Waste diversion, water reduction efforts
He mentioned moving to a “smart building-type setup” down the line.
The centre currently has a 76 per cent landfill diversion rate and is on track to reach 90 per cent by 2025. Part of that has come from its work with the local Binners’ Project, a fee-for-service waste sorting program where ‘binners,’ often homeless or otherwise marginalized individuals, can sort through waste for reusable or recyclable containers.
The Bentall Centre also downsized its water features by 70 per cent.
“With our water conservation efforts, using our low-flow fixtures throughout the centre has really been something that has started quite a while ago, we’ve begun installing leak detection devices in low points around the centre,” Stewart said. “This is definitely something that we’ve identified as an area for us to expand upon in the coming years.”

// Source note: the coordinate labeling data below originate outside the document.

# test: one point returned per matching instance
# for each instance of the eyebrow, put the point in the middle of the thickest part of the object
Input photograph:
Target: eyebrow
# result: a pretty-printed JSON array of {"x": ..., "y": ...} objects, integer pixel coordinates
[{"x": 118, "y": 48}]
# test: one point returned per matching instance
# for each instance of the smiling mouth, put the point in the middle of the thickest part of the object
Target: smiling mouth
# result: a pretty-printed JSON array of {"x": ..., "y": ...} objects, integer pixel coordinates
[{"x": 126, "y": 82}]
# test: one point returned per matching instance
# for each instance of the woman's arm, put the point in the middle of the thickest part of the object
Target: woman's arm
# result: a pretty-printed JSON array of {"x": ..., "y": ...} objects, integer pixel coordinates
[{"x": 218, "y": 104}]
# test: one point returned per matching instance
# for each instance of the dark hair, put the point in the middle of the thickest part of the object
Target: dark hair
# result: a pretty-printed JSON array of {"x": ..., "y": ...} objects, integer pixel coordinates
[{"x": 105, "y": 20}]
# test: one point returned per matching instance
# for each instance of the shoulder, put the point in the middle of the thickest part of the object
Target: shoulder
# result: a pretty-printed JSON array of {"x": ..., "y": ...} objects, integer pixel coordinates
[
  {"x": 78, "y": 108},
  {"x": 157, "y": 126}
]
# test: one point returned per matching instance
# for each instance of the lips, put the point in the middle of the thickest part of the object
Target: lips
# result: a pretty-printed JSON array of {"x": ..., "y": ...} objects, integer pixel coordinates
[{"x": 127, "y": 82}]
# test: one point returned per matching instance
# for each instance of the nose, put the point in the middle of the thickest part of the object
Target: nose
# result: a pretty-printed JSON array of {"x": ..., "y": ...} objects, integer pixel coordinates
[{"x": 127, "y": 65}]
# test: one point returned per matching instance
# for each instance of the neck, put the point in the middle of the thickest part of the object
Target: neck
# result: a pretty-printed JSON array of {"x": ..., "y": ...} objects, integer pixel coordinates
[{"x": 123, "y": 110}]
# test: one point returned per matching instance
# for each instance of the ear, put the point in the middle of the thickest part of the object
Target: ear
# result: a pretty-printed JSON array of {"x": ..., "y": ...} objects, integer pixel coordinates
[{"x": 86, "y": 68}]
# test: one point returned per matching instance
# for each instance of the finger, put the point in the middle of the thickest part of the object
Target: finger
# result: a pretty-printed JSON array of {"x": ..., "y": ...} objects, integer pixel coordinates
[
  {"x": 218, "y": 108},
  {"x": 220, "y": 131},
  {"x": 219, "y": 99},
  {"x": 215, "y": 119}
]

Hudson Pacific is also developing a 450,000-square-foot hybrid mass timber office and retail space at the Bentall Centre campus. It will utilize up to 30,000 square foot floorplates and 21,000 square feet of terrace and porch space, along with lockers for over 700 bikes.
It is also adding additional sustainability criteria to its leases, including the sharing of energy data and implementing charges on additional HVAC requests from tenants.
Hudson Pacific’s goals
Founded in 2006, the Los Angeles-headquartered REIT went public on the NYSE in 2010. Including land under development, Hudson Pacific manages over 21 million square feet of real estate across Los Angeles, San Francisco, Silicon Valley, Seattle and Vancouver, as well as over 60 sound stages in Los Angeles and London.
It counts Netflix, Uber, Google and Amazon among its clients.
Originally, the company planned to achieve carbon neutrality across its portfolio by 2025; it accomplished this goal by 2020. According to Punton, this was due to a mix of energy efficiency, on and off-site renewables and carbon offsets.
“I think being a REIT kind of makes us a little bit more open,” Punton said. “We have a lot more interest in pushing these types of sustainability goals, because we want investors to want to be a part of us and have our company in their portfolio.”
In 2021, Hudson Pacific was given a five-star rating by the investor-led ESG assessment organization GRESB for the third consecutive year. As of the end of 2021, 82 per cent of its office portfolio is LEED certified — 98 per cent of which is at the Gold or Platinum level — and 71 per cent is Energy Star certified.
For the future, the REIT plans to engage in retro-commissioning and energy audits, formalize processes for implementing efficient technology and create a plan to decarbonize its buildings.